Wednesday, January 6th, 2016 Posted by Jim Thacker

Graphine releases Granite SDK 3.0


Nurulize’s Rise VR demo uses Graphine’s Granite texture-streaming technology to display very large textures in real time on Unreal Engine 4. Both the Granite SDK and the Unreal Engine plugin have just been updated.

Graphine has released Granite SDK 3.0, the latest update to its texture streaming middleware, removing restrictions on texture layering and reducing processor usage by 50%.

The company has also updated its Unreal Engine plugin, Granite for Unreal, based on the new SDK.

Use huge textures in games and VR apps without crippling performance
Granite enables games artists to use textures larger than will normally fit into memory by streaming only those parts visible to the camera from disk at runtime.

Users include The Mill, game developer The Farm 51 and tech firms Oculus and Allegorithmic.

Graphine has a good article discussing the technology and how it works on the Unreal blog, headline-grabbingly entitled ‘Two thousand gigapixels of textures, anyone?’

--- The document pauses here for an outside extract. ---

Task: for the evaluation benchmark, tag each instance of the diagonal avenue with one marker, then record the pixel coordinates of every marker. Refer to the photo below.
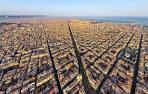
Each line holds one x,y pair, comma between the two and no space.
86,84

Granite SDK 3.0: New layer system, improved resource use
Key changes in Granite SDK 3.0 include the revamped layer system, which enables artists to use different resolution textures within a stacked texture, or to mix UDIM, single and tiled textures.

According to Graphine, this “does not have any impact on memory, disk size, bandwidth, etc”.

Processor and memory use have also been improved: Graphine claims that the new version of Granite requires “50% less CPU and GPU work per frame” and “25% less [disk space] in a typical game scenario”.

There are also a number of other new features, including the option to use individual texture caches larger than the maximum texture size supported by the GPU, which you can read about in Graphine’s blog post.

Graphine has also released Granite for Unreal 4.10.1, a new version of its Unreal Engine plugin based on the new SDK, although at time of posting, its Unity plugin hadn’t been updated.

Pricing and availability
Granite SDK 3.0 is available for Windows, Linux, Mac OS C, PlayStation 4 and Xbox One. It can be licensed for a specific platform or on a per-game basis, and is priced on enquiry.

Granite for Unreal 4.10.1 costs $890 for an unlimited licence, up $300 from previous releases; but Graphine has also introduced a new $249 Indie licence, which caps the texture data streamed per project.

Graphine also offers a rental option for the Pro edition, priced at $490/year.